In contrast, the mouth of the foolish is near destruction. Whereas the wise are eager to open their ears and learn, fools are eager to open their mouths and pontificate. They already know all there is to know and there is very little that others can teach them. And so, because fools refuse to listen so as to understand how the world works, they are always near destruction. Financial disaster courts them, spiritual disaster pursues them, and relational disaster follows them. The mouth of the foolish is near destruction.

Solomon’s contrast reminds us that the wise man is the one who listens well, learns well, understands well, and does all these things before he speaks. James admonishes us, “Be quick to hear, slow to speak, slow to anger.” Consequently, Proverbs frequently urges us to restrain our lips. Solomon will comment in verse 19 of this same chapter in Proverbs: “In the multitude of words sin is not lacking, But he who restrains his lips is wise.” Again Proverbs 17:27 exhorts us, “He who has knowledge spares his words, And a man of understanding is of a calm spirit.” The wise man learns far more than he teaches.

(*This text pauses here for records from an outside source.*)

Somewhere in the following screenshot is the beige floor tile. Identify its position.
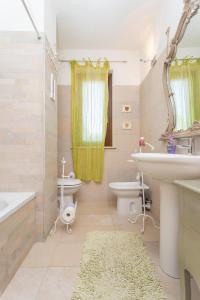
[77,214,113,226]
[144,242,160,266]
[112,213,160,241]
[36,268,79,300]
[156,266,181,300]
[0,268,46,300]
[22,243,56,268]
[47,222,114,244]
[49,242,83,267]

So what of you? Are you storing up knowledge? Christian, do you regularly study the Word of God and sound theology so that you are prepared to weather the storms of life and to offer solid counsel to others? One reason so many Christians founder under trial is because they lack a robust and solid grasp of the Word of God and so do not know the character of God. What about you?

Husbands and fathers, do you regularly study the Word of God and sound books on the family so that you are equipped to lead your families in the fear of the Lord? As a husband, your calling is, like Christ, to wash your wife with the pure water of the Word that she may be pure and spotless. It is to live with your wife according to understanding (1 Pet 3:7). How are you doing? As a father, your calling is, like Joshua, to teach your children the fear of the Lord. How are you doing?

Children, are you storing up knowledge? Are you taking your studies seriously? Are you learning to read well so that you can read the Word of God more faithfully? The things you learn now are equipping you to lead your families, your churches, and your communities in the future. So what kind of leader will you be? Are you storing up knowledge or are you despising knowledge? The wise child does the former, the foolish child does the latter.

And so reminded this morning of our calling to be wise and not foolish, to store up knowledge and not to despise it, let us confess that we are often lazy, often disinterested, often rebellious, often foolish. And as we confess our sin to the Lord, let us kneel as we are able. We will have a time of silent confession followed by the corporate confession found in your bulletin.